Tipek, pendant ce temps, voyait ce cornichon de Von Dutch à quatre pattes en train de regarder le sol. Il est de plus en plus touché çui-là, pensa-t-il. Dommage que ce ne soit pas Lumi… Klebz semblait reprendre des forces, il recommençait même à sortir des blagues vaseuses à Brossard qui pouffait, et Skofüld était plongé dans ses pensées, peut-être un peu scrupuleux vis-à-vis de son ancien dictateur…

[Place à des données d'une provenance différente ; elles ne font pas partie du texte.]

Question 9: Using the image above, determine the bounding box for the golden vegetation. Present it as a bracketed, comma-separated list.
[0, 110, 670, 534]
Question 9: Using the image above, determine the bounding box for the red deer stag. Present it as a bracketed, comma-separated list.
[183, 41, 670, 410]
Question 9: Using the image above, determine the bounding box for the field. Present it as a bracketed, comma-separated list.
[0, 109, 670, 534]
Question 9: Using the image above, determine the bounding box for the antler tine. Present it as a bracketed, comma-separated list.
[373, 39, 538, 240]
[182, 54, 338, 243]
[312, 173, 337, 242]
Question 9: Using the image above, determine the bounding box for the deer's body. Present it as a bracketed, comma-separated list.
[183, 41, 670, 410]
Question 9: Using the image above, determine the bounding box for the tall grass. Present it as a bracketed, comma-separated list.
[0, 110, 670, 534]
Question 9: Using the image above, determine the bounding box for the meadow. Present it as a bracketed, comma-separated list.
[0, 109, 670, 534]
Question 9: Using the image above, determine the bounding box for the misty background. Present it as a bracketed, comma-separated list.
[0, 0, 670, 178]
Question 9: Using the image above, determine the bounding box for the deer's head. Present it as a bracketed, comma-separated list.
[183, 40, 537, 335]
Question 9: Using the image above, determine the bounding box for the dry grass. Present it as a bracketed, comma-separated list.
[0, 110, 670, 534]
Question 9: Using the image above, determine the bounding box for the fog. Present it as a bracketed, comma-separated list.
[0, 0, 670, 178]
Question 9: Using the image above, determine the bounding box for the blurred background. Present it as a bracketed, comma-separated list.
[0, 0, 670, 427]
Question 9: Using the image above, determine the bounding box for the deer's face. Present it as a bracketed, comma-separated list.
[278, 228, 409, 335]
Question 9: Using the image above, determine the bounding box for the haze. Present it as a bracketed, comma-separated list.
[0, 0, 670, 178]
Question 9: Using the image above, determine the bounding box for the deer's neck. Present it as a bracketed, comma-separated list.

Von Dutch vit la tâche de lumière s’approcher d’un cours d’eau profond d’une dizaine de centimètre et large d’environ cinq mètres. L’eau était claire comme… comme de l’eau claire, et la surface très, très calme. Immobile, même. Limite chiante d’ailleurs, pensa Von Dutch. Le plan d’eau tout entier était désert de toute vie, le sol étant fait d’une sorte de roche sombre et accidentée. Lorsque la tâche quitta la terre ferme, l’étrange manifestation continua dans l’eau, mais beaucoup plus intensément. Les végétaux avaient changé de nature, ils étaient désormais bien plus longs, affleurant la surface de l’eau, et d’une teinte moins vive. Leur brève apparition ne troublait pas le calme du cours d’eau, mais bientôt un curieux animal pointa le bout de son museau. À quelques mètres de là, Klebz lâcha un gros pet bien sonore qui fit partir Brossard d’un rire aussi gras que les flatulences de son ami retrouvé. Décidément ces deux-là ne se tiendraient jamais tranquilles, pensa l’intendant, tout entier absorbé par son observation du poisson qui avait fait son apparition. L’aquatique bestiau était long d’une douzaine, oah, allez, d’une treizaine de centimètres et possédait un appendice nasal sans doute conçu pour brouter les algues qu’il suivait ardemment.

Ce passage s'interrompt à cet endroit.